Structure - peatland, Baunmore, Co. Kilkenny
Co. Kilkenny |
Ritual/Ceremonial
In a bog at Baunmore, County Kilkenny, a single wooden post juts from the peat at an angle of roughly sixty degrees.
It measures at least 1.1 metres in length and just nine centimetres in diameter, and it leans there with no obvious companion. No other archaeological timber was found nearby. Whatever structure it once belonged to, almost nothing remains.
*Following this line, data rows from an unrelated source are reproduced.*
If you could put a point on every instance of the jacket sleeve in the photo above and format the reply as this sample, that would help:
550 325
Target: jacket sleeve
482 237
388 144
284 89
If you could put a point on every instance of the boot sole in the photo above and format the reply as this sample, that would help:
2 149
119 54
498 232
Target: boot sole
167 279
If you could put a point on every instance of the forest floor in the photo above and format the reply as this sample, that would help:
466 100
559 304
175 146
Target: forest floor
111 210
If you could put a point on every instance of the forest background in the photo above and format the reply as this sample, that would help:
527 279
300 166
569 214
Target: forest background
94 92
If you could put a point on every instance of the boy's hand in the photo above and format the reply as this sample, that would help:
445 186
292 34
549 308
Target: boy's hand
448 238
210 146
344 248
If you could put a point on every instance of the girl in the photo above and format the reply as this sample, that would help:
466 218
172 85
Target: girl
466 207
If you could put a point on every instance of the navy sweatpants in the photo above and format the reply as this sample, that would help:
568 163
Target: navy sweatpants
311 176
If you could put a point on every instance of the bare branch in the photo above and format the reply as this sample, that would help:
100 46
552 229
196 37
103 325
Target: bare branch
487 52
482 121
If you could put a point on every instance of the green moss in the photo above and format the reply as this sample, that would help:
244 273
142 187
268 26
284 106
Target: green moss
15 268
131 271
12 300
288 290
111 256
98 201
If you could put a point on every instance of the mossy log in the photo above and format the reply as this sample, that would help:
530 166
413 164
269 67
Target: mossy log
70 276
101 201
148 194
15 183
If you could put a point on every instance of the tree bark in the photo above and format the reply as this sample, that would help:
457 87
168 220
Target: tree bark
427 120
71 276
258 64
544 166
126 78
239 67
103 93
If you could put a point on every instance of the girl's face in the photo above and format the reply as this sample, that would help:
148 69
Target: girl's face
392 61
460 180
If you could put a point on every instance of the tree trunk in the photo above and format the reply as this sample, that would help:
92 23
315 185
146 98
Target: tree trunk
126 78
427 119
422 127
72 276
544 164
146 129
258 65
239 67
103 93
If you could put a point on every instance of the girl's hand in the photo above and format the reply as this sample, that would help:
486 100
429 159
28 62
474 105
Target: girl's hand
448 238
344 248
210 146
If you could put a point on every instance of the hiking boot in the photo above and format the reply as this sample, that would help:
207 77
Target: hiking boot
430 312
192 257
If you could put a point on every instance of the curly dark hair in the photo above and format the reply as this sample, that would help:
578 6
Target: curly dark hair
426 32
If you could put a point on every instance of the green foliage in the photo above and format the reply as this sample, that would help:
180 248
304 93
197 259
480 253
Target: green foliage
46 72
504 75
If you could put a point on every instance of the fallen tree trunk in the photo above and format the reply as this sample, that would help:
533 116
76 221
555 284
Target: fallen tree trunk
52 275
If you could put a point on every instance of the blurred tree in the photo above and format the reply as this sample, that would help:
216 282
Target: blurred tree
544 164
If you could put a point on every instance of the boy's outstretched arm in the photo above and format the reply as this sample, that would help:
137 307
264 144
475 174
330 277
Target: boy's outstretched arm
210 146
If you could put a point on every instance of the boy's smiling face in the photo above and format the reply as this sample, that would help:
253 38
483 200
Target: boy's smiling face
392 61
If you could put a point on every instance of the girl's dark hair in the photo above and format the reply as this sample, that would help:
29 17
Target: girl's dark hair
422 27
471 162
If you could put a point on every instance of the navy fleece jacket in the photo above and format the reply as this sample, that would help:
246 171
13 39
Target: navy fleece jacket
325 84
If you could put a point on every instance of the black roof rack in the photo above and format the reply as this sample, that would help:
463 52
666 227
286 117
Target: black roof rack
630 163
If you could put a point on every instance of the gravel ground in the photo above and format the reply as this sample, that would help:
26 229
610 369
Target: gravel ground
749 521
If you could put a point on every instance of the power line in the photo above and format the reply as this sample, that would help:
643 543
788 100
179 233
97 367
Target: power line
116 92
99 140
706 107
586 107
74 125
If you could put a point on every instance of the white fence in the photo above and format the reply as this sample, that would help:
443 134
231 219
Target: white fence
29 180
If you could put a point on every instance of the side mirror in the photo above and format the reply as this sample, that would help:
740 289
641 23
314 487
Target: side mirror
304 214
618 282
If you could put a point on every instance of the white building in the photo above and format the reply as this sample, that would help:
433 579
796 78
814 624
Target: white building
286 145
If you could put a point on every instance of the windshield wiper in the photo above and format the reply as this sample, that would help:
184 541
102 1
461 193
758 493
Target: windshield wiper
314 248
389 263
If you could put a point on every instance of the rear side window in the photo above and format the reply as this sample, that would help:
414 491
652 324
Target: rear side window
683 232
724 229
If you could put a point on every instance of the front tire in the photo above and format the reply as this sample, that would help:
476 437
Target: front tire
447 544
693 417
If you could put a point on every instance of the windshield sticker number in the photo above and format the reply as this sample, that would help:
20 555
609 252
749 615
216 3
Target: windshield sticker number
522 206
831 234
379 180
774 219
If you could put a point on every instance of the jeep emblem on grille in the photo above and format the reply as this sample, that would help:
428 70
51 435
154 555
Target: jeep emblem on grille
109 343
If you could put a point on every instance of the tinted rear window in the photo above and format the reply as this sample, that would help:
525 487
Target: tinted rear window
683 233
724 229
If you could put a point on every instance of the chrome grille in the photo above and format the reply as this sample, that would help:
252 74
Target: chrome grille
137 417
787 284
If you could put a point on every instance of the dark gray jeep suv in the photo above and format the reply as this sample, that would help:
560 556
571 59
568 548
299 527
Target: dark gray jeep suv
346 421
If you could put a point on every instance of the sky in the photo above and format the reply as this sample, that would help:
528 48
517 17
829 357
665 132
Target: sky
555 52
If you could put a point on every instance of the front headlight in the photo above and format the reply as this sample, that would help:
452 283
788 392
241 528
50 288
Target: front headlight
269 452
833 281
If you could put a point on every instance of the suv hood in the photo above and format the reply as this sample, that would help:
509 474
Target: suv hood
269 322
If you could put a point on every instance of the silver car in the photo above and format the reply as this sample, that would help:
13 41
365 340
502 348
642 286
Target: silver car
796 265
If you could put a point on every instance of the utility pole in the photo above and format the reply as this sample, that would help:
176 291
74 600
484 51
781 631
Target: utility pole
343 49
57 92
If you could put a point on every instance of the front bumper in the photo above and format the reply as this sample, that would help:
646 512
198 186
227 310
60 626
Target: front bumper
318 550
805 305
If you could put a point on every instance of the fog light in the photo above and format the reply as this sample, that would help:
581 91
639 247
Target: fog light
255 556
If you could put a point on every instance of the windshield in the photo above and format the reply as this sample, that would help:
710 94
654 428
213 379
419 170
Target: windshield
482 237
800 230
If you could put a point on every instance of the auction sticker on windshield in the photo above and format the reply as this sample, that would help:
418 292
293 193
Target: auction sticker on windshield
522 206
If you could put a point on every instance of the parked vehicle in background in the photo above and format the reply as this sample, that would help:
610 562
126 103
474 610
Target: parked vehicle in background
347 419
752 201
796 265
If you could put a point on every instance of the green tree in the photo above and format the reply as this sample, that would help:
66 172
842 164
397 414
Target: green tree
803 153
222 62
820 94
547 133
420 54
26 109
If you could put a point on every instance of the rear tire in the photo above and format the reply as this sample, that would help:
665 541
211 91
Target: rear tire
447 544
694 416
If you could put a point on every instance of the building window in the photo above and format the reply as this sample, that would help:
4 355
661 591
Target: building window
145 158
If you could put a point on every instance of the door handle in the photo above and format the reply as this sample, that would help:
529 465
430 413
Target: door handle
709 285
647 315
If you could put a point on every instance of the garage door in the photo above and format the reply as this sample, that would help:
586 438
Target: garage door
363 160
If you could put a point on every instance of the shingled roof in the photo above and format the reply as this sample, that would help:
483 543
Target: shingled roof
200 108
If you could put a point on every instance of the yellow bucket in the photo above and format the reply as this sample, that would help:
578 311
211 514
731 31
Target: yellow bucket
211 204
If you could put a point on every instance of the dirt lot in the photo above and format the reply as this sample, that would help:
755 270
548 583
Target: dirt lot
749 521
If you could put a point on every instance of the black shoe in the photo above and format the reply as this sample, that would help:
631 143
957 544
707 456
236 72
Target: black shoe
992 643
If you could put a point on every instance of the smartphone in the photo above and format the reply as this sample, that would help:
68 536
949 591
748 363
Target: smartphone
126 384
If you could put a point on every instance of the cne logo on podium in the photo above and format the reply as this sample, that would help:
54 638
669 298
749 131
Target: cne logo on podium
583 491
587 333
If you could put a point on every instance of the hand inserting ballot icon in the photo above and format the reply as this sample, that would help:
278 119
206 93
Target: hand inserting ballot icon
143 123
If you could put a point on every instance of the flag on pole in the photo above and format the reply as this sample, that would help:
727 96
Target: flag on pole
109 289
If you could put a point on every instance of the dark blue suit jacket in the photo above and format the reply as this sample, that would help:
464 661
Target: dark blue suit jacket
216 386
The post was recorded by the Irish Archaeological Wetland Unit at University College Dublin in 1995, as part of broader efforts to document what Ireland's boglands preserve beneath their surface. Peatlands are remarkable archives; the low-oxygen, acidic conditions that make them agriculturally marginal are precisely what allow organic materials, including wood, leather, and textile, to survive for centuries or even millennia. A post of this kind could have been part of a trackway, a platform, a fence line, or some more modest structure whose purpose is now impossible to determine from a single surviving element. By the time it was recorded, the post had already been damaged by milling, the industrial-scale cutting of peat for fuel that transformed large areas of the Irish midlands and their fringes through the twentieth century. That damage makes any fuller interpretation harder still. What the milling left behind is a fragment of something, inclining quietly into the bog, its original context largely gone.